WEAKENING OVERSIGHT

Witness protection needs strengthening

Agency only takes care of witnesses in cases already lodged in court

In Summary

•Witnesses at the stage of investigation remain unprotected, compromising their safety

•Most of the witnesses choose to withdraw from cases due to their safety, making cases crumble, in effect giving accused officers free pass

Josephat Mwenda, a client of the murdered rights lawyer Willie Kimani, would probably be a live today if witness protection was proactive.

Mwenda had two criminal cases before a Mavoko court, one of them involving a police officer whom he accused of shooting him.

In early 2016, he approached the International Justice Mission, a rights group to help him pursue justice for the shooting. He said his life was in danger.

The IJM would in turn write to the Witness Protection Agency twice, requesting that Mwenda be accorded protection. But the agency would dillydally, restrained by legal bureaucracies that cost Mwenda his life in June of the same year.

Alongside his lawyer Kimani and taxi driver Joseph Muiruri, they got kidnapped, tortured and killed. Their bodies were dumped  in a river in Ol-Donyo Sabuk, Machakos county.

The murder most cruel that befell Mwenda alongside other cases depict a witnesses protection regime that is slowly but surely crippling the gains made in over-sighting police power in the country.

Multiple interviews with officials at the Witness Protection Agency, Ipoa and non-state actors, check-mating the impunity and excesses of the police could be increasingly running into headwinds.

The witness protection component of the function is proving to be the weak-link in the process.

The Star learnt that while the Witness Protection Agency works closely with Ipoa, they only engage witnesses in their programmes after the case is actively filed in court.

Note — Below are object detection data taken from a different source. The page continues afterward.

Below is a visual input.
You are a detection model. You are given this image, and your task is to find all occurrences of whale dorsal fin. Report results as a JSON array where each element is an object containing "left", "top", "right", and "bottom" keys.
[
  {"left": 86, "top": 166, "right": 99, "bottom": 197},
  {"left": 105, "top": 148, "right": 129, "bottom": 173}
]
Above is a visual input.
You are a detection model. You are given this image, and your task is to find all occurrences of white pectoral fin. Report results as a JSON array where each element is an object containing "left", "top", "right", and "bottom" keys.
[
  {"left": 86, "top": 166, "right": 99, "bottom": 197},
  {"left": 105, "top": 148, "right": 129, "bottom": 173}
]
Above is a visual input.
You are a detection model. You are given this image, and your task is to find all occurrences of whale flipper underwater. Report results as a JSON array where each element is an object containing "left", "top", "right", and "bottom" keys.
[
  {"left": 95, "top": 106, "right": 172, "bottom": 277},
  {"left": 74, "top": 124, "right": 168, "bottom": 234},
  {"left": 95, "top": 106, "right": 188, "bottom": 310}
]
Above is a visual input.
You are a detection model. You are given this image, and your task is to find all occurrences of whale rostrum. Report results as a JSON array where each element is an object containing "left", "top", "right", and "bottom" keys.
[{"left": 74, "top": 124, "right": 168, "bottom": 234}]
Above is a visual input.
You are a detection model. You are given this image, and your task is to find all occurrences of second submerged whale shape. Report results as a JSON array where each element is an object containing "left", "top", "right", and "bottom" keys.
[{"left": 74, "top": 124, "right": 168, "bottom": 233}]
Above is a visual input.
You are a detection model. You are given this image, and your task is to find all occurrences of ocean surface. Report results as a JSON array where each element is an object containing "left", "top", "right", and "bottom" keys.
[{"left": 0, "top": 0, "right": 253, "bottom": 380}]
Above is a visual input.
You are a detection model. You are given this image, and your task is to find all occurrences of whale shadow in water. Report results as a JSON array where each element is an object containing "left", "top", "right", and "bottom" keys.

The interviews painted a worrying trend where complainants or crucial witnesses in a case involving police officers have had to withdraw from such cases, effectively giving the officers who have acted with impunity a free pass to continue with their work.  

Most of the cases affected are where inmates have been beaten to death in police custody.

One sources at Ipoa told the Star in confidence that officers at the grassroots level easily identify persons who are possibly witnesses, complainants or related to them in a way for intimidation or reprisal.

"Most of our cases crumble, most of them at investigation stage, because the complainants or witnesses withdraw at various stages of investigation mainly because they feel enough is not done to protect them from possible reprisal," the source said.

This means that officers who exercise impunity even burgeoning their subjects to death in custody can get a free pass when the witnesses get intimidated and withdraw from cases. 

"You know we investigate officers who are armed and who remain within the areas of their operation. Whenever they learn that a complaint against them have been lodged with the authority, they easily join the dots that the complaint is brought by a relative of the victim or their close associates. It is easy to identify and profile them," the she added.

Once an officer learns of active investigation into their conduct, they can easily compromise security of the witnesses, the source said. 

But WPA director, who requested anonymity, said that the agency treats every case on its own merit and absorbs witnesses at various stages depending on the need.

"Ipoa has no prosecutorial function hence they only develop witnesses after their files forwarded to the DPP is receives the node of approval. In most cases, it is at this point where we come in," the director said.